Wiggins in response to the findings by Jason Collins: “From a behavioural economics perspective there is also a valuable insight into why seemingly irrational decisions (turning down a bet with a positive value on average) can be viewed as rational when considering the experience of a given individual over time.”
This again hints at (ir)rationality, which I would like to drop like a dead horse – let go of this debate, it's old and done. To look at the coin flips and their implications: a lot of people struggle calculating expected values. And Jason’s example of this possible gain/loss construction is not exactly the easiest to calculate. Second, lots of people are risk averse (I think the estimation hangs at about 75%). So people do not like these types of bets, so, on average, expected utility from this bet would be lower than the expected value to begin with. The fact that the distribution of this bet (minimum, lower inner quartile range (25%), median (50%), upper inner quartile range (75%), maximum, with the mean (average) and standard deviation thrown in for good measure), eludes most people is a damn given. Does this make them rational or irrational? Well, when not given all the information of this bet it just makes them uninformed. And lucky for them, a lot of people have no desire to play this bet.
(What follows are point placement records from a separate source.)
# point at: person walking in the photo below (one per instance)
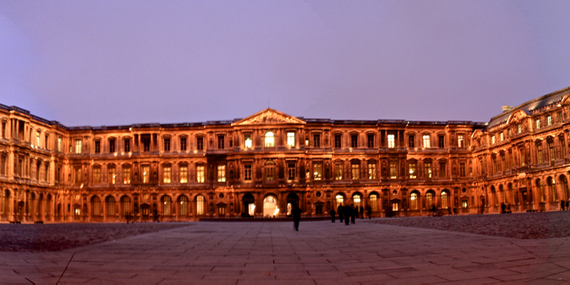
(296, 212)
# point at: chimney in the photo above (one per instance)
(507, 108)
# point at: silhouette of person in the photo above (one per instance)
(296, 212)
(340, 211)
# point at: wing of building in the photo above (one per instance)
(262, 165)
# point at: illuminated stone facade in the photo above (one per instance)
(261, 165)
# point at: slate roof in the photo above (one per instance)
(530, 106)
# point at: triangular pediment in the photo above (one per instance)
(268, 116)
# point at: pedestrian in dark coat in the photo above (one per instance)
(296, 212)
Which apparently makes them rational. I just don’t see it.
Now through all of this, one key term that has not been mentioned has been that of the ergodic system. A system is ergodic when the experience of the individual is equal to that of the group. So when we go through all the examples in this text, Russian roulette, insurance, Jason’s coin flips, none of these are ergodic systems. To leave you with an example of what would be an ergodic system: if 100 people flip a coin once or 1 person flips a coin 100 times, you get the same outcome. An approximation of 50/50 heads and tails, or thereabouts, with some serious randomness thrown in. Assuming it’s a fair coin!
I feel like there was a lot in this article, yet there is much more to yet uncover. I will continue reading into ergodicity and I hope you do as well. I strongly recommend you read the article by Joe Wiggins. Seek out the talk on ergodicity by Ollie Hulme as well as the Meder paper (Ollie is an author on that one too). This paper shows that there is a large difference between decision-making under risk when switching between additive and multiplicative gamble dynamics. The latter being better modelled by ergodicity. And if you haven’t had enough by then, make sure to read the original paper by one of the key players in this field, Ole Peters, who published his paper in Nature (not too shabby!) in which he argues that the prevailing formulations of economic theory — expected utility theory and its descendants — make an indiscriminate assumption of ergodicity, which Peters attempts to resolve. Not the easiest read by a long way, but very interesting nonetheless!